When I first arrived, the roads to get here from the airport, through Reykjavik were closed so the taxi driver navigated us though lava fields in a blizzard.
(All I could see was the dark of the night and the white glow of snow, but I could smell the sulfur, and it was a beautiful smell because I knew, even though I couldn’t see the lava, it was there.)
I keep feeling like I brought you with me, like I can feel you here, which is crazy because you’ve never been to Iceland. You’ve never even mentioned Iceland. And I’m not exactly sure what it is, but I think about you differently while I’m here. I don’t miss you in the same way. I can’t even say I long to talk to you. I just keep nearly grabbing the phone and calling you up. I just keep thinking I can call you.
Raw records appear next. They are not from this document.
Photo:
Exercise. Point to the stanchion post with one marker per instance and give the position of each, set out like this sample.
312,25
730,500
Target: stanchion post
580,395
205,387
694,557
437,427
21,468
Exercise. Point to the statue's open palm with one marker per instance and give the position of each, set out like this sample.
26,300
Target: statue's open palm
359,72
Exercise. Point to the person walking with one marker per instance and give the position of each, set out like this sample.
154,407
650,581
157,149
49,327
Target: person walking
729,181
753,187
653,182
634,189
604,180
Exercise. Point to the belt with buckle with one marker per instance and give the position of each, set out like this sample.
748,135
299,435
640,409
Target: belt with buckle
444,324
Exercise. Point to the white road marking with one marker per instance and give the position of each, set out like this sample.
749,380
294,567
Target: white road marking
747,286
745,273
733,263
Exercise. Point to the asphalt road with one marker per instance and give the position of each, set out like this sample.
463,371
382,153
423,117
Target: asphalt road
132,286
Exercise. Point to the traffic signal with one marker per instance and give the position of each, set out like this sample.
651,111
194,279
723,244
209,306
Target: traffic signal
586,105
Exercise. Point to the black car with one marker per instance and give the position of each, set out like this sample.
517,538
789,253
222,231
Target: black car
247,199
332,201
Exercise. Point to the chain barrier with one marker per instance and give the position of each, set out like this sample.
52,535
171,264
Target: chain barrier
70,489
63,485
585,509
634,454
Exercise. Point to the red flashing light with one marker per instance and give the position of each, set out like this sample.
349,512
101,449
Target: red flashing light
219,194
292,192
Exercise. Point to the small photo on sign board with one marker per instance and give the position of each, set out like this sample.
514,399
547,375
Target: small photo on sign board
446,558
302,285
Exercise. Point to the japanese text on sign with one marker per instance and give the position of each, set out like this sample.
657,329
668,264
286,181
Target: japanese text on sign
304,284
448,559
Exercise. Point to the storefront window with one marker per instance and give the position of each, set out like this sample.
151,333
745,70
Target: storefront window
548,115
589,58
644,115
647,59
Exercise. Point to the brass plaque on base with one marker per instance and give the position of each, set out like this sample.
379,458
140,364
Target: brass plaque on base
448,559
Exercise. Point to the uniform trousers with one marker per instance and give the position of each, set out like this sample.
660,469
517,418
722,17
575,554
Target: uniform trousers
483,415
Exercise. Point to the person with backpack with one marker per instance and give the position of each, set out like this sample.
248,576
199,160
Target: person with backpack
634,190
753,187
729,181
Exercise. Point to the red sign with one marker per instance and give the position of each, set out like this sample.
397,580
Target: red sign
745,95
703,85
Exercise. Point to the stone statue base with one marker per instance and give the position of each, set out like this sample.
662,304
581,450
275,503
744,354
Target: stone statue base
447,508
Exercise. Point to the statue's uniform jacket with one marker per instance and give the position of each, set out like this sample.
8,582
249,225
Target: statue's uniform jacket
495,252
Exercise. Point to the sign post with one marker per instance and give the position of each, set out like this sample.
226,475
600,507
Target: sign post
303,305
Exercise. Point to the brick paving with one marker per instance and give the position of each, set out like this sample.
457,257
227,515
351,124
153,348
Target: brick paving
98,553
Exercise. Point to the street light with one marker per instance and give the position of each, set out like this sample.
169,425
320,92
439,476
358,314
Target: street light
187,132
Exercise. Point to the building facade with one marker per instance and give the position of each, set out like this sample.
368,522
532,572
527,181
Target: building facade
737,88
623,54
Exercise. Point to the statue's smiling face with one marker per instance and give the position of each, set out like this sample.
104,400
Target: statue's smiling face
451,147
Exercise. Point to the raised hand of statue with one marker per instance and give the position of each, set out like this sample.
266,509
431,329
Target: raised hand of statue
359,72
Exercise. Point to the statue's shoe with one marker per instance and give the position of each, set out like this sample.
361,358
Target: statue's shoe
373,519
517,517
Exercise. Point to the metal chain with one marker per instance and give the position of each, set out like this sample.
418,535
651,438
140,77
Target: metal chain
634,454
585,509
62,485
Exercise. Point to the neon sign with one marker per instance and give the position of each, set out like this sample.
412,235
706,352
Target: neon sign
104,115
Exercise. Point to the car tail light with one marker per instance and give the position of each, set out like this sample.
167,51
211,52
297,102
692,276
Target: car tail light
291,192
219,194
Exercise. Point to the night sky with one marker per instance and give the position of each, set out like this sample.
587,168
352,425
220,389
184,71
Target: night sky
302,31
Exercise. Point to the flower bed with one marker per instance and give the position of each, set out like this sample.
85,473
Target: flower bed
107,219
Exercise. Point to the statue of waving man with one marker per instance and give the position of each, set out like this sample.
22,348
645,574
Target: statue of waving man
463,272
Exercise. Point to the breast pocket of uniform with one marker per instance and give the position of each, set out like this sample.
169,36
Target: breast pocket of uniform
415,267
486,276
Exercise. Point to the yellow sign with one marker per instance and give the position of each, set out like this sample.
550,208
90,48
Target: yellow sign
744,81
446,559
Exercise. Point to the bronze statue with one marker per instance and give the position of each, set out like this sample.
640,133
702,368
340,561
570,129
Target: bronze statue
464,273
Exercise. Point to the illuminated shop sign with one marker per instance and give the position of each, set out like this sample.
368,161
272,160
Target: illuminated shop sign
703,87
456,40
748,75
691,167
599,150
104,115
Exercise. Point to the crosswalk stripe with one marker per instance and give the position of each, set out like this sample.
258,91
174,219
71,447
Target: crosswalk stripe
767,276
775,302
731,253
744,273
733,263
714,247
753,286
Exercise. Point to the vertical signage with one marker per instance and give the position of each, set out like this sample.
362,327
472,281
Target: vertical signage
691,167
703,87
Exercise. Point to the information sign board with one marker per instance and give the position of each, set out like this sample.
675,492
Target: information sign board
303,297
I just really want to chat.
There’s a lot you’ve been missing.
The black licorice game in Iceland is insane. I nearly made myself sick last night on balls of chocolate covered licorice. You would love it! And there’s so many kinds I still haven’t tried. I’ll get some for you. I’ll bring some home and maybe you can finally visit.
There are ravens here. I’ve caught them spying on me. Odin’s eyes. I’ve promised myself to feed them, to make friends with them if I can.
I’ve also seen murmurations of starlings. I think that’s what they are. The clots of black birds making haunting and mesmerizing shapes together in the air.
The other day, I thought I saw some kind of Bigfoot out of my window, all limbs in silhouette like the grainy pictures on the internet, but it was just a man, a cross country skier in a black snowsuit, adjusting his posture.
I don’t even think you’d like it here. The weather would aggravate your arthritis and you wouldn’t be able to walk in the snow, and the currency would confuse you, and you’d miss the fast food that you’re used to.
Things are stripped to the essentials here.
Things are stripped to the extremes. Harsh cold weather. Steaming hot water. Fatty lamb, dairy, smoked fish. Bitter licorice, herbal liquor, and so many sweets, so much sugar.
This village is named after the lake. There is a popular spa here, where people steam and boil themselves and buy bread baked in the ground. I haven’t been there yet. You have to shower naked to dip into their waters. You would hate that. You would never do that. You would never feel safe.
You’d be excited for me to be here though. You would be so proud. You would tell everyone you know. You’d keep careful track of the time difference, and you’d call. Actually. I wouldn’t even get the chance to because you’d be so hungry to hear about my day, about my little dramas.
(I opened the door yesterday and as soon as I stepped out, snow slipped off the eaves and fell on my head and down the back of my fleece.)
And maybe that’s why I want to call you so badly, because you are not calling me. There is a quiet that you are supposed to be filling.
(You don’t even know about the pandemic, about what happened with Chad, or that Ed died, and Evie is living with Dad again. June has died too. And Ashes. Elliott has learned so many words. Alex is practically a man. Christine is so strong, and I am emerging…and you for all your talk about ghosts and angels I thought you would visit, I thought I would see your shadow on the wall, your flicker in a light bulb, your rock in your old wooden chair.)
I came all this way to find myself, to find out who I was without you, but I am not.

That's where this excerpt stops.